ROMA - Tra studenti e laureati il numero dei ragazzi che dal 2003 hanno investito il loro futuro negli studi di scienze motorie, ha toccato le 50.000 unità: in Italia si contano 23 facoltà sparse in modo omogeneo lungo tutto il paese e a Roma sorge l'ateneo del Foro Italico, forse la più prestigiosa e rappresentativa università di settore, erede dell'Isef, passata attraverso i burocratici cambiamenti dell'ex IUSM (Istituto Universitario di Scienze Motorie) e oggi a tutti gli effetti quarta università della città. E in giorni bollenti di contestazioni studentesche alla riforma Gelmini, in un momento in cui l'incrocio tra chi studia e chi cerca lavoro finisce sempre più spesso sotto la voce "disoccupazione", era fisiologico che la stessa base degli studenti di scienze motorie finisse per alzare la voce, nel tentativo di far capire il kafkiano stato in cui si trova oggi lo studente che ha scelto un simile indirizzo.

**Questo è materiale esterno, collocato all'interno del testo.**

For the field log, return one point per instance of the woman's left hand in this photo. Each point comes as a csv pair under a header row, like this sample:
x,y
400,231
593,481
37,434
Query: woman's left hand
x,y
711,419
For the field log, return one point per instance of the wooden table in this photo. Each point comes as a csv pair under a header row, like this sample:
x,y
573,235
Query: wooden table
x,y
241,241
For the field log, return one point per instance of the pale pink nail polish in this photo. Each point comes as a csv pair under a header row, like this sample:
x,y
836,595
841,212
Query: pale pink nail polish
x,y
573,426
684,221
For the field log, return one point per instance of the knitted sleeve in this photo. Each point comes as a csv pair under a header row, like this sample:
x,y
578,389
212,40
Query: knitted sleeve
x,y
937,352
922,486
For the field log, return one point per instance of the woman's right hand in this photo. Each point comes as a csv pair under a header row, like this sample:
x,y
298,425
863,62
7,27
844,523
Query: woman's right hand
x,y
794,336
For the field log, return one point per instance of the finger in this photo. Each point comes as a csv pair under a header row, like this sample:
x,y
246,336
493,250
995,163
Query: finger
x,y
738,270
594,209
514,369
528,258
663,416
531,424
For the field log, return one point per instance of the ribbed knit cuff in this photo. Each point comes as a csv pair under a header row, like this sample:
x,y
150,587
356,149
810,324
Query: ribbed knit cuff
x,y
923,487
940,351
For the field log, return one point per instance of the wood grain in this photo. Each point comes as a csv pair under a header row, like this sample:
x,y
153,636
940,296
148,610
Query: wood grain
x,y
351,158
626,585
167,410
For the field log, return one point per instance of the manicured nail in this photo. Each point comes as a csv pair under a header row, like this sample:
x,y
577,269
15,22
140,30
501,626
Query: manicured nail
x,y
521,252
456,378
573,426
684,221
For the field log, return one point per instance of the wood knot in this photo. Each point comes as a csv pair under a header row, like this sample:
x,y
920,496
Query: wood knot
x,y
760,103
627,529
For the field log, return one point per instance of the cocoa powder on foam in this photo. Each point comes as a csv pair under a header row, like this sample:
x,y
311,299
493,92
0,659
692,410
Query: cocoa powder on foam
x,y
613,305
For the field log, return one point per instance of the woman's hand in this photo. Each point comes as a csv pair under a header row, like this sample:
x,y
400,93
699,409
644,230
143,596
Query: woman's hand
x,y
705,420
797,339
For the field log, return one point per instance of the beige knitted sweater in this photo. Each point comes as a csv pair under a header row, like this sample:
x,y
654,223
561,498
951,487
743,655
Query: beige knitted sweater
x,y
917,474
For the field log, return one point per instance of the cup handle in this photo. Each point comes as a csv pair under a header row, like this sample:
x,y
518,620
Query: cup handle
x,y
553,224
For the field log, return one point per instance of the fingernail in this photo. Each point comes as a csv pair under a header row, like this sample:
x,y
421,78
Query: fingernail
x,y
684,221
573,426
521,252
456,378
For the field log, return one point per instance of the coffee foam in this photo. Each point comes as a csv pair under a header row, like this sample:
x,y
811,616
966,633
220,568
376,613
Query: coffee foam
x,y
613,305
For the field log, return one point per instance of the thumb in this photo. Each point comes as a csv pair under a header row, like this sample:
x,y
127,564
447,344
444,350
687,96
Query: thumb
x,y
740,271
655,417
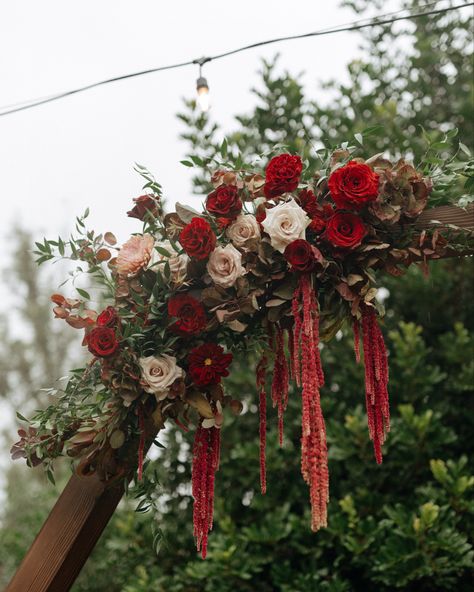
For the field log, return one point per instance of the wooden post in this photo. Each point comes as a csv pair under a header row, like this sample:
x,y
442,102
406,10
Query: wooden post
x,y
67,537
86,505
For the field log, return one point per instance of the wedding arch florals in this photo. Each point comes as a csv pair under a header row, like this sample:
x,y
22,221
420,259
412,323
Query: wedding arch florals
x,y
278,261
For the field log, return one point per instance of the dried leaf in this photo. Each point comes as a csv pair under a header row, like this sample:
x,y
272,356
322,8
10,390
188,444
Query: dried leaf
x,y
110,239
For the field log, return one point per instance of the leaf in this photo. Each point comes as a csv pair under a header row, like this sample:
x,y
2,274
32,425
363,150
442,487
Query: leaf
x,y
186,213
110,239
200,403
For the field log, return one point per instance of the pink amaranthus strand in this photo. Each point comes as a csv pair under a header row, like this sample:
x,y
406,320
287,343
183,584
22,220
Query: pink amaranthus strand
x,y
262,406
376,380
280,382
314,463
206,452
356,332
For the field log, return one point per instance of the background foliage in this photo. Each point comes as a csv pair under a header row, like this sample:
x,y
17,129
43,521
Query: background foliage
x,y
405,525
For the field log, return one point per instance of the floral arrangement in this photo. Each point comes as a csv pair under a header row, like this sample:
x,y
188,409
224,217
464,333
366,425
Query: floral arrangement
x,y
275,263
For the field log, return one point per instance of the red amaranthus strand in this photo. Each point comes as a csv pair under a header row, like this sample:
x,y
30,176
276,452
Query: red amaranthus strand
x,y
280,382
141,443
314,465
376,380
206,452
356,331
262,406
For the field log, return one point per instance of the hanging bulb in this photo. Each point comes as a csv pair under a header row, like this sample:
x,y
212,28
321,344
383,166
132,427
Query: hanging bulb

A Roma l'Università del Foro Italico presenta un esame d'ammissione che ogni anno superano in 460, il 15% al termine del triennio viene ammesso ai successivi due anni di specialistica (divisa tra attività motoria preventiva, scienza e tecnologia dello sport e management sportivo). Cinque anni tra libri e palestra e poi il buio. L'interrogativo, al di là di ogni slogan urlato in piazza è "Ora cosa faccio?". "In Italia - provano a spiegare Eugenio Pistone, Diego Pera e Marco Infusino - i tre rappresentanti che oggi danno voce agli studenti dell'Università "Foro Italico", il problema principale è di riconoscibilità. Le Scienze Motorie finiscono spesso per ritrovarsi schiacciate tra medicina e fisioterapia. Tra malattia e riabilitazione. Lo spazio proprio per la rieducazione, per quella zona grigia che in Italia scivola sotto la voce prevenzione, non ha una sua materiale collocazione nel mondo del lavoro Italiano".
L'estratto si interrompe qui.